Pâmela Arend, 21 anos, cursava o 2º anos do Ensino Médio à noite, mas só conseguia chegar na escola 30 minutos após o início das aulas. A prioridade era ajudar em casa. Ela largou os estudos pela segunda vez. “Comecei trabalhar aos 13 anos, como Menor Aprendiz, depois consegui no comércio”, conta.
A primeira vez estava dando tudo certo, mas Pâmela se mudou. Da escola onde estudava até a nova residência, não havia transporte. Desempregada há alguns meses, ela pensa em fazer EJA e procurar emprego em uma indústria. “Se não conseguir, por falta de experiência, vou ter que voltar para uma loja”, diz.
No núcleo familiar, ninguém conclui o Ensino Médio. O irmão, de 19 anos, aguarda iniciar a colheita do pêssego para trabalhar. A mãe faz bicos como faxineira. Mas Pâmela não deixa de sonhar, ela quer fazer o EJA, arrumar um emprego e cursar Direito.
Anderson espera o resultado do Encceja
Há dois anos, Anderson Machado, 30, sobrevive como pode. Arruma alguns bicos, consegue doações. Há sete anos chegou em Bento, no mês seguinte ele estava empregado. Mas as vagas foram diminuindo e as seleções ficaram mais exigentes. Sem ter finalizado o Ensino Médio, ele acaba sendo descartado para várias oportunidades. “Mesmo tendo experiência, eles dizem que a prioridade é para quem concluiu os estudos. Eu acho bom exigirem qualificação, mas somos uma sociedade desestruturada”, opina.

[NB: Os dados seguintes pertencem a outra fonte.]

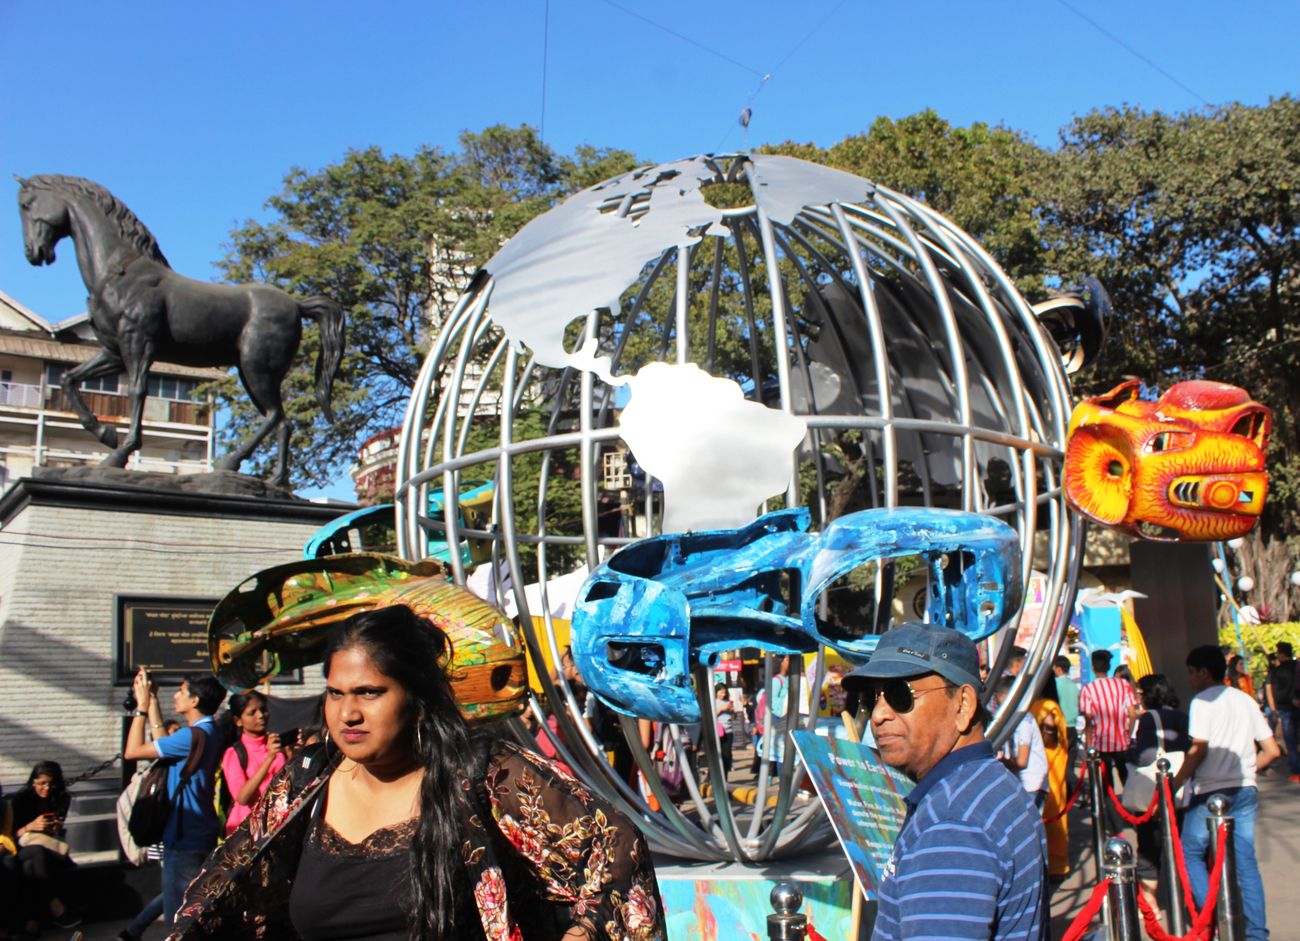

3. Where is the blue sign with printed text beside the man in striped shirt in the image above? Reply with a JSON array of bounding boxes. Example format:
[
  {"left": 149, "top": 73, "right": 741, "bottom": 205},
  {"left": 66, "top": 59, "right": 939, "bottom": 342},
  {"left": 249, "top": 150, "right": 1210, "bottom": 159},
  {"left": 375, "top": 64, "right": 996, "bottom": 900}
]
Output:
[{"left": 790, "top": 732, "right": 913, "bottom": 898}]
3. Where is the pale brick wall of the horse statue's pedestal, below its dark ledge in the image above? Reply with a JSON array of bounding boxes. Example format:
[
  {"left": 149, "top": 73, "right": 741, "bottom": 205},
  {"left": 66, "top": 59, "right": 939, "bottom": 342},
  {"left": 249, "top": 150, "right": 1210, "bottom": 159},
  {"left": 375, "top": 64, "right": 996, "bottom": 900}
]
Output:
[{"left": 0, "top": 502, "right": 330, "bottom": 790}]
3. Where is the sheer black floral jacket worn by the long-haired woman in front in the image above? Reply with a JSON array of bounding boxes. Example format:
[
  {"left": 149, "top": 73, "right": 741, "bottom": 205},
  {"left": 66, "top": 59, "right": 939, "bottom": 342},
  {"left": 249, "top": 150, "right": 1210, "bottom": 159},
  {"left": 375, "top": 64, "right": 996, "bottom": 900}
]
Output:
[{"left": 169, "top": 742, "right": 666, "bottom": 941}]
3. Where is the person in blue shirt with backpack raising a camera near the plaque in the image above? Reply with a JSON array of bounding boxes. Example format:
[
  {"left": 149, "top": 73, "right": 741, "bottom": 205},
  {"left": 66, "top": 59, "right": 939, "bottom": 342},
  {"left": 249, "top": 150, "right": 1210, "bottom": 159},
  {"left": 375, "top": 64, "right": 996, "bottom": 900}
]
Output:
[{"left": 122, "top": 667, "right": 226, "bottom": 927}]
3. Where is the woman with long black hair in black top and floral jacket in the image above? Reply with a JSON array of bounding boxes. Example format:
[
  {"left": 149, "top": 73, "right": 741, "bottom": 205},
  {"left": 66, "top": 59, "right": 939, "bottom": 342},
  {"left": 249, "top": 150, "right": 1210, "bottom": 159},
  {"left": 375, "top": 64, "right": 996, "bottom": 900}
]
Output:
[{"left": 172, "top": 606, "right": 664, "bottom": 941}]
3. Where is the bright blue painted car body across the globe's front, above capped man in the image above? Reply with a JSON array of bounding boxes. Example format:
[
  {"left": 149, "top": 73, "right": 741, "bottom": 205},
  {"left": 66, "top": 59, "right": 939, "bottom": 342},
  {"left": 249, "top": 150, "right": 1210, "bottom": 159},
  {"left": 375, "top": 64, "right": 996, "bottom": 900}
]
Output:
[{"left": 572, "top": 507, "right": 1023, "bottom": 723}]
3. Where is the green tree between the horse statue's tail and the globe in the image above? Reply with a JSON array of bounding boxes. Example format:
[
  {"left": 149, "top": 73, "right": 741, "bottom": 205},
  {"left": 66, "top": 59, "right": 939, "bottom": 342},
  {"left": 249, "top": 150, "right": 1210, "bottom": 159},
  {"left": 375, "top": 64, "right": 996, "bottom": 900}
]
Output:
[{"left": 216, "top": 126, "right": 634, "bottom": 485}]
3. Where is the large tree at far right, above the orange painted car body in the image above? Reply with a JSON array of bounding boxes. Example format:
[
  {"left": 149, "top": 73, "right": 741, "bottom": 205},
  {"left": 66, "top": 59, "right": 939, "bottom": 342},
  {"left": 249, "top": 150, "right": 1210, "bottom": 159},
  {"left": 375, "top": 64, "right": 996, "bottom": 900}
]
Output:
[{"left": 1043, "top": 96, "right": 1300, "bottom": 616}]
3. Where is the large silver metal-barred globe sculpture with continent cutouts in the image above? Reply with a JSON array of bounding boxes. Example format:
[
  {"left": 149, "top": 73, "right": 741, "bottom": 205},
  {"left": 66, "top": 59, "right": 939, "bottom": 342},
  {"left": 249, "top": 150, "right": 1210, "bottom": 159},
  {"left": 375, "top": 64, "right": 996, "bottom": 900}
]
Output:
[{"left": 397, "top": 155, "right": 1082, "bottom": 862}]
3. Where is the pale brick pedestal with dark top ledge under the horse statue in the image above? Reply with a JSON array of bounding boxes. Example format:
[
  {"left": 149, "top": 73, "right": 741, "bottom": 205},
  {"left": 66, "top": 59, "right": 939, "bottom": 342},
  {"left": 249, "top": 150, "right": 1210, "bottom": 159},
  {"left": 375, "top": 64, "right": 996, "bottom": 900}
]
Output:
[{"left": 0, "top": 472, "right": 352, "bottom": 790}]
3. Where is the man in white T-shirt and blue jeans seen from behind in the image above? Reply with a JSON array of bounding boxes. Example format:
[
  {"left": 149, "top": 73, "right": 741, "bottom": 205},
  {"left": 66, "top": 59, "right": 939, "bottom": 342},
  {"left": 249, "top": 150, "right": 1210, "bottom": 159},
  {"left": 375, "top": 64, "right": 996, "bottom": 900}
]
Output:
[{"left": 1173, "top": 646, "right": 1282, "bottom": 941}]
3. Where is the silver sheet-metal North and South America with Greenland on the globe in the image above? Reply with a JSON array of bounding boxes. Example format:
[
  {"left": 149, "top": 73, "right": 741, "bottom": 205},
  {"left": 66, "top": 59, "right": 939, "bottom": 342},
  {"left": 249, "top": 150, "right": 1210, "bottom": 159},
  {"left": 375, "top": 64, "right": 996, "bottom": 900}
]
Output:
[{"left": 485, "top": 156, "right": 872, "bottom": 532}]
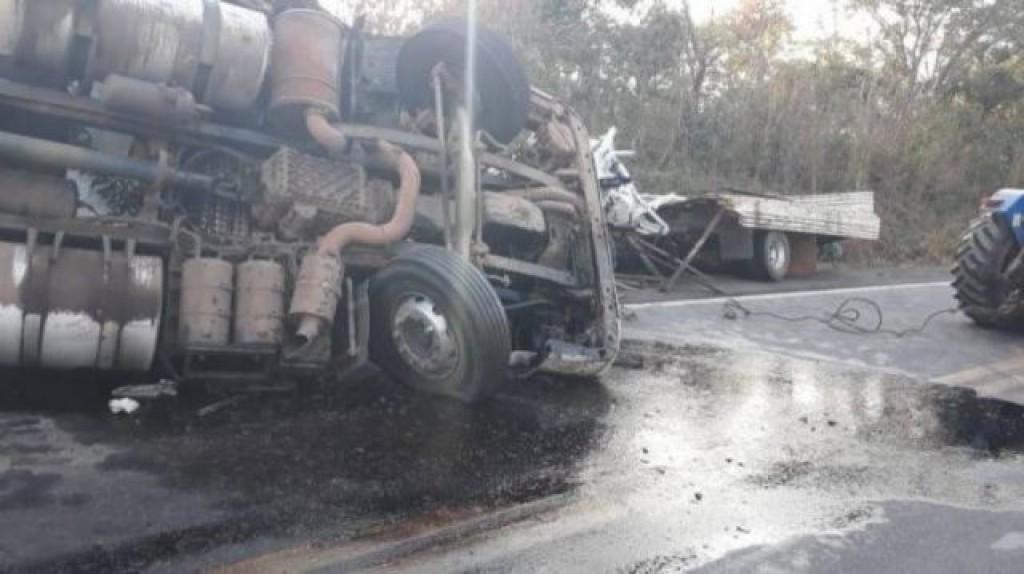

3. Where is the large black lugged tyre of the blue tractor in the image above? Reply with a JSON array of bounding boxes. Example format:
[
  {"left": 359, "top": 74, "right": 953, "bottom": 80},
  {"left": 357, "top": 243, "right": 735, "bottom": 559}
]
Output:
[{"left": 952, "top": 217, "right": 1024, "bottom": 330}]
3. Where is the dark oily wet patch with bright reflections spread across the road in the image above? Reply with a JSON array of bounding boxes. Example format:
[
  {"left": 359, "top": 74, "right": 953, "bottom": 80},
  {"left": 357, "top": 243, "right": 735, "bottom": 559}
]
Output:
[{"left": 6, "top": 337, "right": 1024, "bottom": 572}]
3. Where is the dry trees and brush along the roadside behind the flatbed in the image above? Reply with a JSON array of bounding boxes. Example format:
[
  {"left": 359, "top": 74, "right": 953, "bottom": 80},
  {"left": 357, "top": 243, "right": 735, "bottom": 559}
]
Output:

Anderson já parou de estudar três vezes. As duas primeiras, ainda na adolescência, foram para cuidar da mãe, que tinha problema de saúde. Com uma irmã pequena e o pai trabalhando, foi ele quem assumiu a tarefa, deixando os estudos de lado. Aos 25, já morando em Bento, ele havia voltado à escola, mas se mudou de cidade e trancou o Ensino Médio mais uma vez.

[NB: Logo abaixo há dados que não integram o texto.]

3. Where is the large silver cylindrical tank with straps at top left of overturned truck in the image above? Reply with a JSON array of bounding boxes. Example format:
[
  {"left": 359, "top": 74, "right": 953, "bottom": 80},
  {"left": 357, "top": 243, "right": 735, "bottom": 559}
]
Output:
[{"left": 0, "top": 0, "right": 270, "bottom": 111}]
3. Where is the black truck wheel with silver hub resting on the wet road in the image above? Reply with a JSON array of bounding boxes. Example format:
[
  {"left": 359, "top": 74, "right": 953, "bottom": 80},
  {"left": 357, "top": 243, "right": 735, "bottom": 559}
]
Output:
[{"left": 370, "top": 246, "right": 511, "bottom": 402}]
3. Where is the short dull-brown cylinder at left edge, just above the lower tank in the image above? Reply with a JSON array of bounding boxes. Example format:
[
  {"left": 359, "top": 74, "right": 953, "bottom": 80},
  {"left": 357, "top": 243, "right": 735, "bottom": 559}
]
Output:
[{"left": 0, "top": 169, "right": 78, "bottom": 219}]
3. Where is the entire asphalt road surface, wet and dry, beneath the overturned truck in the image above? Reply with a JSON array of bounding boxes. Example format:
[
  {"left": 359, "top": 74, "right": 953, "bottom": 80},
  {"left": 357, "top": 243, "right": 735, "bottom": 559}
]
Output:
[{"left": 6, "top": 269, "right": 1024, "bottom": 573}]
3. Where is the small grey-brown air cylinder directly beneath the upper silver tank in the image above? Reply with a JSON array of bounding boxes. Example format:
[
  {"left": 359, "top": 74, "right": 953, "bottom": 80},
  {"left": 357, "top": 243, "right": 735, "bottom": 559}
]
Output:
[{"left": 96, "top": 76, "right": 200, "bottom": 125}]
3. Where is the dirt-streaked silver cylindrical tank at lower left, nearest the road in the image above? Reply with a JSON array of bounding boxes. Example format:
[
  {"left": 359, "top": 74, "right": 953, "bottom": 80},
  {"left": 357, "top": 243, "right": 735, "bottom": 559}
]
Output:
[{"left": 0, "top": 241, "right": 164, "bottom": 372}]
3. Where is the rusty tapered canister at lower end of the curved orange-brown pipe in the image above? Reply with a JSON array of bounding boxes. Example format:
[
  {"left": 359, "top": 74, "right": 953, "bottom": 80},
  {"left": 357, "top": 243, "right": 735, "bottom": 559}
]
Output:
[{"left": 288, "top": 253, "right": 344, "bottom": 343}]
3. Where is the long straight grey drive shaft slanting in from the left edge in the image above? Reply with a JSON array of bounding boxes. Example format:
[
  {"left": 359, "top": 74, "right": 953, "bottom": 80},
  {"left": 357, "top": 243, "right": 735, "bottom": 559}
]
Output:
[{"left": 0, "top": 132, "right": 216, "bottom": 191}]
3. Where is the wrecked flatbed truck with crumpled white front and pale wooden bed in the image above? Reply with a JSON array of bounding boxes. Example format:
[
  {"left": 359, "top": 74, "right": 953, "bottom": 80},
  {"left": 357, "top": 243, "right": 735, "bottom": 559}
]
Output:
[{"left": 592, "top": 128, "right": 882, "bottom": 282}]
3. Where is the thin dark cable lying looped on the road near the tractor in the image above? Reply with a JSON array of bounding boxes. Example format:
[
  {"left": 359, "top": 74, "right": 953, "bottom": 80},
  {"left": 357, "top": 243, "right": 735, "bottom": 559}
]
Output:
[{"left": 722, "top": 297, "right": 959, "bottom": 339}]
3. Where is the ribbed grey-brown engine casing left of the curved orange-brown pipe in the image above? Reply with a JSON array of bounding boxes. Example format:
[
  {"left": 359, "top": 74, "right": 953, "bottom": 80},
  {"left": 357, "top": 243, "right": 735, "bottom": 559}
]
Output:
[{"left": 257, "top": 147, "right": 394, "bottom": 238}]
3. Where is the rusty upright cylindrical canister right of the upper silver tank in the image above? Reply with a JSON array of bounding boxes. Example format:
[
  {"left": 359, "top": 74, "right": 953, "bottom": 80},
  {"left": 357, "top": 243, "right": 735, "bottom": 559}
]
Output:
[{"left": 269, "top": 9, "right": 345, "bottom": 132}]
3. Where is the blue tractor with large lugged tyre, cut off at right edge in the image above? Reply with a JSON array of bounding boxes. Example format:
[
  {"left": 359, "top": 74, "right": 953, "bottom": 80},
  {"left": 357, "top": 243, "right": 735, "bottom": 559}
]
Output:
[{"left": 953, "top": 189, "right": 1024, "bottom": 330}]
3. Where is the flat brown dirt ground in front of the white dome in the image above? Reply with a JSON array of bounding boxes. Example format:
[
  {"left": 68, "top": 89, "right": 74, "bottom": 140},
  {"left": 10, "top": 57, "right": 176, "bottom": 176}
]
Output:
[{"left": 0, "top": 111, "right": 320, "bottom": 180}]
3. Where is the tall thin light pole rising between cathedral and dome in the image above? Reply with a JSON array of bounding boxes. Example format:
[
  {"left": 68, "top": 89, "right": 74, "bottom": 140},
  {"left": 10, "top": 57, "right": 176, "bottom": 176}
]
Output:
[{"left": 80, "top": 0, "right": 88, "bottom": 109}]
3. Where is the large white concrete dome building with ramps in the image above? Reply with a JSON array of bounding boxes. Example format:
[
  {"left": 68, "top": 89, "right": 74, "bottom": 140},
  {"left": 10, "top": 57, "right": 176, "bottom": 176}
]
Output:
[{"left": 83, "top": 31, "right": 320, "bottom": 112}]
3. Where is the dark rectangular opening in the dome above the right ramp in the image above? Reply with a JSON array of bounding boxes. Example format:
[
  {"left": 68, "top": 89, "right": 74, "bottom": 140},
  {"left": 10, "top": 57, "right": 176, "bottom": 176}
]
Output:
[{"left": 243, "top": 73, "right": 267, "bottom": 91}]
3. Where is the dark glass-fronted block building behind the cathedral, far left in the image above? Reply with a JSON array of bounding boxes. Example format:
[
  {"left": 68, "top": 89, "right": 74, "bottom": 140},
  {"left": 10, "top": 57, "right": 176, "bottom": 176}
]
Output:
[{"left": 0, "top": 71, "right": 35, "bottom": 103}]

Residindo novamente na Capital do Vinho, ele fez o Exame Nacional para Certificação de Competências de Jovens e Adultos (Encceja). Assim o sonho de cursar sociologia pode estar próximo. A esperança de Anderson é conseguir uma bolsa para entrar em uma universidade. “Por enquanto, a gente faz bicos, recebe ajuda de um, de outro. Vai se virando”, diz.